One of the most important new results obtained in this direction appeared in the recent paper by the PI (Advances in Mathematics, 464 (2025) 110148) that provided constructions of Turan (k+R,k)-systems (that is, for the Turan problem when we forbid the complete k-graph on k+R vertices) that have the optimal size within a constant factor as R is fixed and k tends to infinity. This disproved the famous and long-standing question of de Caen from the early 1990s (who offered 500 Canadian dollars for its resolution).
Two other papers (co)authored by members of the group, namely by J.Hou H.Li X.Liu D.Mubayi and Y.Zhang (Discrete Analysis 2023:18, 34 pp) and by X.Liu and O.Pikhurko (arXiv:2212.08636) introduced new general methods for establishing instances of the Turan problem where extremal configurations have highly varied and complicated structure. For example, both methods can produce finite Turan problems with infinitely many extremal limiting constructions, which is rather surprising. Also, X.Liu and O.Pikhurko (J of Combinatorial Theory, Series B, 161 (2023) 407-416) showed that Turan densities of k-graphs (that is, the limits of the appropriately scaled Turan function) can be very complicated as real numbers, thus disproving a conjecture of C.Grosu from 2016.
Despite the above "negative" results, a number of Turan problems have been resolved.
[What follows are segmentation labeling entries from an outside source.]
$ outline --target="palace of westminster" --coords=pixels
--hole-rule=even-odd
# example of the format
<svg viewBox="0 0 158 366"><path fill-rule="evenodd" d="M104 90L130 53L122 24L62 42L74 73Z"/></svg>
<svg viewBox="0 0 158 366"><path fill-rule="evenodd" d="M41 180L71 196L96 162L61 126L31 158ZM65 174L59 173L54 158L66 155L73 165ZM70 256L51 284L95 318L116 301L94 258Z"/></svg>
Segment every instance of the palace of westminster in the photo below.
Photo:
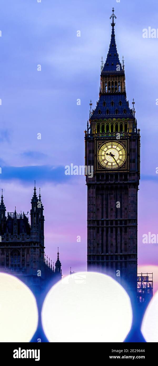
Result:
<svg viewBox="0 0 158 366"><path fill-rule="evenodd" d="M137 274L138 191L140 179L140 135L134 100L127 99L124 61L116 48L113 14L106 59L101 67L99 99L90 111L85 131L87 188L87 270L112 276L138 302L153 295L153 274ZM32 291L61 279L57 258L46 261L44 207L35 185L30 223L24 213L8 212L3 193L0 205L0 271L12 274Z"/></svg>

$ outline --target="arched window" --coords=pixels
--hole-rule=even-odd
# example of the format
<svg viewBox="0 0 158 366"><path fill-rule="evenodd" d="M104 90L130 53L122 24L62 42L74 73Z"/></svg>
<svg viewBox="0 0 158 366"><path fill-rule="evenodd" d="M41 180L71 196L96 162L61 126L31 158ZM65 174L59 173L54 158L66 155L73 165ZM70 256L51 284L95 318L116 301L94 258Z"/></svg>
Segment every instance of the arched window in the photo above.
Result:
<svg viewBox="0 0 158 366"><path fill-rule="evenodd" d="M120 81L118 82L118 92L119 93L121 92L121 83Z"/></svg>
<svg viewBox="0 0 158 366"><path fill-rule="evenodd" d="M20 253L19 250L12 250L11 253L11 267L17 268L20 265Z"/></svg>
<svg viewBox="0 0 158 366"><path fill-rule="evenodd" d="M124 127L125 132L127 132L127 127L128 127L127 123L125 123L125 127Z"/></svg>
<svg viewBox="0 0 158 366"><path fill-rule="evenodd" d="M105 92L107 93L108 92L108 85L106 81L105 82Z"/></svg>
<svg viewBox="0 0 158 366"><path fill-rule="evenodd" d="M109 132L109 123L107 123L106 124L106 132Z"/></svg>
<svg viewBox="0 0 158 366"><path fill-rule="evenodd" d="M123 132L123 124L120 123L120 132Z"/></svg>
<svg viewBox="0 0 158 366"><path fill-rule="evenodd" d="M99 123L98 124L97 126L97 134L99 134L100 132L100 125Z"/></svg>
<svg viewBox="0 0 158 366"><path fill-rule="evenodd" d="M105 126L104 124L102 124L101 125L101 132L102 133L105 132Z"/></svg>

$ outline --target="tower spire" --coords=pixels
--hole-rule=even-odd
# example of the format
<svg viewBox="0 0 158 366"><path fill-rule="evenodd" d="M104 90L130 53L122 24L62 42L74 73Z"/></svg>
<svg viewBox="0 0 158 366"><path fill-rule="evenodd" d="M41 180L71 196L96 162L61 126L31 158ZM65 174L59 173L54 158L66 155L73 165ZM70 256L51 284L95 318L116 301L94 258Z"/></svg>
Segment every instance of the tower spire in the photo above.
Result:
<svg viewBox="0 0 158 366"><path fill-rule="evenodd" d="M33 202L38 202L38 199L37 197L37 196L36 191L36 187L35 187L35 186L34 187L34 194L33 194L33 198L32 198L32 199L31 199L31 203L32 203Z"/></svg>

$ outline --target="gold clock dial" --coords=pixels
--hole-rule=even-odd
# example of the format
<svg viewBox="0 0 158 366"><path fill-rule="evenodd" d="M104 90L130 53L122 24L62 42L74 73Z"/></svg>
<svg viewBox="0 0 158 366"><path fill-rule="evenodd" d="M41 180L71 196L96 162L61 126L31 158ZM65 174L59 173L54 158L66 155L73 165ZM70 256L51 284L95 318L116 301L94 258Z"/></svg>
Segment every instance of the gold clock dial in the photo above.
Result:
<svg viewBox="0 0 158 366"><path fill-rule="evenodd" d="M126 152L119 142L110 141L103 144L98 152L100 164L106 169L116 169L124 163Z"/></svg>

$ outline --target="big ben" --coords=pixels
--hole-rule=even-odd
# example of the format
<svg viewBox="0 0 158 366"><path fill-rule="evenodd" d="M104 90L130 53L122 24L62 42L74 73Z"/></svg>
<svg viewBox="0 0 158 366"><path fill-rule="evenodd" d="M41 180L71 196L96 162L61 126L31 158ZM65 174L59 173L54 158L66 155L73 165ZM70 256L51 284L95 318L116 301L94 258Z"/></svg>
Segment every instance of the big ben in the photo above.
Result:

For example, two papers written in collaboration of the PI and the hired PhD student Shumin Sun with S.Glock F.Joos J.Kim M.Kuhn L.Lichev (Proceedings of the American Mathematical Society Series B, 11 (2024) 173-186 and arxiv:2403.04474) solved the cases m=4,5,6,7,9 of the well-known (m+2,m)-problem of Brown-Erdos-Sos from 1973 to find the maximal number of triples on n vertices such that every set of size m+2 contains less than m triples. Previously, the case m=2 was solved in the original paper of Brown-Erdos-Sos while the case m=3 was solved by Glock in 2019.
Below are two selected obtained results that involve analytic objects.
A.Mathe J.Noel and O.Pikhurko (arXiv:2202.01412) considerably strengthened the previous results on circle squaring, where one has to split a disk in the plane into finite many pieces and rearrange them to form a square. The question whether this is possible (with arbitrary pieces) was first raised by Tarski in 1926 motivated by the famous Banach-Tarski Paradox from 1924 that one can create two balls from one in the 3-dimensional space. The circle squaring question of Tarski remained open until it was resolved by Laczkovich in 1990. However, the proof of Laczkovich crucially relied on the Axiom of Choice, an assumption in set theory that leads to counter-intuitive and striking results (such as the Banach-Tarski Paradox). The proofs that rely on the Axiom of Choice are regarded as non-constructive from the descriptive set theory point of view and one of the key objectives of this field is to reduce or eliminate completely the use of the Axiom of Choice. It was unclear if this is possible for the circle-squaring problem until this was achieved by Grabowski-Mathe-Pikhurko (2019) and Marks-Unger (2019). These results were greatly strengthened by Mathe-Noel-Pikhurko who additionally ensured that the pieces are "simple", namely they have very low Borel complexity and their topological boundaries have small Minkowski dimension.
Motivated by old questions of Mycielski and Wagon on measurable divisibility of spheres, Grebik-Ikenmeyer-Pikhurko (arXiv:2501.13522) proved that divisibility is impossible (even in the much weaker fractional sense) if at least half of rotations are generic.
A.Grzesik D.Kral and O.Pikhurko (Combinatorics, Probability and Computing, 33 (2024) 16-31) showed that any stochastic random graph model with q blocks (where we have q different types of vertices and the probability of an edge between two vertices depends on their types) can be uniquely identified by the densities of graphs on at most 4q^2 vertices, thus greatly improving the previously best known bound of Cq^8 by L.Lovasz from 2012. Block graph models play a very important role in the limit theory of dense graphs, as they can be used to approximate any large graph.